Alimentos “naturales” que pueden afectar la salud hepática
Uno de los casos más comunes son los jarabes naturales y endulzantes alternativos como el agave o el dátil. Aunque se perciben como mejores opciones que el azúcar refinado, varios de ellos contienen altos niveles de fructosa, un tipo de azúcar que se metaboliza directamente en el hígado y puede convertirse en grasa cuando se consume en exceso.
También están las bebidas energéticas o estimulantes de origen herbal. Aunque incluyen ingredientes como guaraná o ginseng, muchas contienen grandes cantidades de azúcares o edulcorantes, lo que provoca picos de glucosa e insulina. Incluso las versiones sin azúcar pueden alterar la microbiota intestinal si se consumen de manera constante, influyendo en el desarrollo del hígado graso.
Ultraprocesados veganos y snacks que parecen inofensivos
El crecimiento de las dietas basadas en plantas ha impulsado el consumo de productos veganos ultraprocesados, como hamburguesas o quesos vegetales. Aunque no contienen ingredientes de origen animal, muchos incluyen aceites refinados, grasas saturadas, almidones y azúcares añadidos, que pueden afectar la salud hepática si se convierten en la base de la dieta diaria.

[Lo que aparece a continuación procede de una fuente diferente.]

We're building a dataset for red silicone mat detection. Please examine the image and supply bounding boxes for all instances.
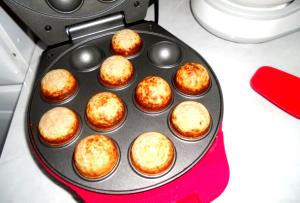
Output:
[250,66,300,118]
[35,130,229,203]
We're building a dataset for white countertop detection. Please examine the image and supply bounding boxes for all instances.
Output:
[0,0,300,203]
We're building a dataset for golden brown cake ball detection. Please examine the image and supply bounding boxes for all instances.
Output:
[99,55,133,87]
[130,132,175,176]
[174,63,210,95]
[73,135,120,179]
[135,76,172,112]
[41,69,78,102]
[39,107,80,146]
[86,92,126,130]
[170,101,211,139]
[111,29,143,56]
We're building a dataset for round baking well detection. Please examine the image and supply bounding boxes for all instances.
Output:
[28,23,223,194]
[70,46,104,72]
[148,41,182,68]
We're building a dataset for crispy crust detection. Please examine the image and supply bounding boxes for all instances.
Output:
[170,101,211,139]
[99,56,134,87]
[111,29,143,56]
[41,69,78,102]
[174,63,210,95]
[86,92,126,130]
[73,135,119,179]
[135,76,173,112]
[38,107,80,147]
[130,132,175,176]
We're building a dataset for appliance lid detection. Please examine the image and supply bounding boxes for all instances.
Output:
[4,0,149,45]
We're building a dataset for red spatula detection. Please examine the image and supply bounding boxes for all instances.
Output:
[250,66,300,119]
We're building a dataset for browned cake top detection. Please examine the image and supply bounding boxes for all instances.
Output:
[99,55,133,87]
[74,135,119,179]
[86,92,126,130]
[112,29,143,56]
[39,107,80,146]
[170,101,211,139]
[135,76,172,111]
[130,132,175,176]
[175,63,210,95]
[41,69,77,101]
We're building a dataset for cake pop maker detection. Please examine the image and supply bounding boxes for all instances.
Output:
[5,0,229,202]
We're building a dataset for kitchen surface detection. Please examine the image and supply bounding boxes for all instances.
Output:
[0,0,300,203]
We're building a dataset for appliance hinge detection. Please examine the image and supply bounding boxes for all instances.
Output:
[66,13,124,41]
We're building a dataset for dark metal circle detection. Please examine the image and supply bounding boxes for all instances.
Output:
[47,0,83,13]
[148,41,182,68]
[70,46,104,72]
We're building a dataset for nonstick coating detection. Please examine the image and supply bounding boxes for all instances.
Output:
[27,22,223,194]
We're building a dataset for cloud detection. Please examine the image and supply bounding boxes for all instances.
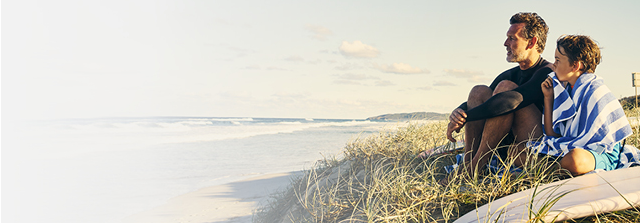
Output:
[433,81,456,86]
[284,55,304,62]
[376,81,396,87]
[339,40,380,58]
[373,63,430,74]
[334,73,380,81]
[335,63,362,70]
[333,80,362,85]
[267,66,288,71]
[305,24,333,40]
[444,69,491,83]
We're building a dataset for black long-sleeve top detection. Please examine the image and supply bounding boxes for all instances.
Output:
[458,57,553,122]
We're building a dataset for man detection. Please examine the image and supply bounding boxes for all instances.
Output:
[440,13,552,179]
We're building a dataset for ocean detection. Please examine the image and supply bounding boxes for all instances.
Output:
[3,117,395,223]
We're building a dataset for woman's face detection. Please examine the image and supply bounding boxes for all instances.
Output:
[553,47,580,85]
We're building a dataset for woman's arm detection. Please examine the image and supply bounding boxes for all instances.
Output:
[540,77,561,137]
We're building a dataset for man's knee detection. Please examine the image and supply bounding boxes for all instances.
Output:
[493,80,518,95]
[467,85,493,107]
[560,148,596,176]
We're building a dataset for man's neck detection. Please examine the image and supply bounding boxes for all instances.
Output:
[518,54,540,70]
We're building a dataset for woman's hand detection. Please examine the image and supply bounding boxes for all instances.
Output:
[540,77,553,98]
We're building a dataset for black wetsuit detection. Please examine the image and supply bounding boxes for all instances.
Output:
[458,57,553,122]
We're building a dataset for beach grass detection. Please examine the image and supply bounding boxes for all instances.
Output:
[254,110,640,223]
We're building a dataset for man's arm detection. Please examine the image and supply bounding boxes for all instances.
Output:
[541,77,560,137]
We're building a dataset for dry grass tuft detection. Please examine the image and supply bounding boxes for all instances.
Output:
[254,114,640,223]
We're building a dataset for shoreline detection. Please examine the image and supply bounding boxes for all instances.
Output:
[121,171,303,223]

Otro ejemplo son las frutas deshidratadas comercializadas como snack. Aunque se consideran naturales, suelen tener azúcares añadidos o una alta concentración natural de fructosa. Un consumo diario puede generar una sobrecarga metabólica similar a la de productos claramente azucarados, especialmente en personas con prediabetes o hígado graso incipiente.
La clave para proteger el hígado está en la moderación y la lectura de etiquetas. Priorizar alimentos frescos, limitar azúcares ocultos y no dejarse llevar por la etiqueta de “saludable” ayuda a prevenir el daño hepático y mantener un hígado sano a largo plazo.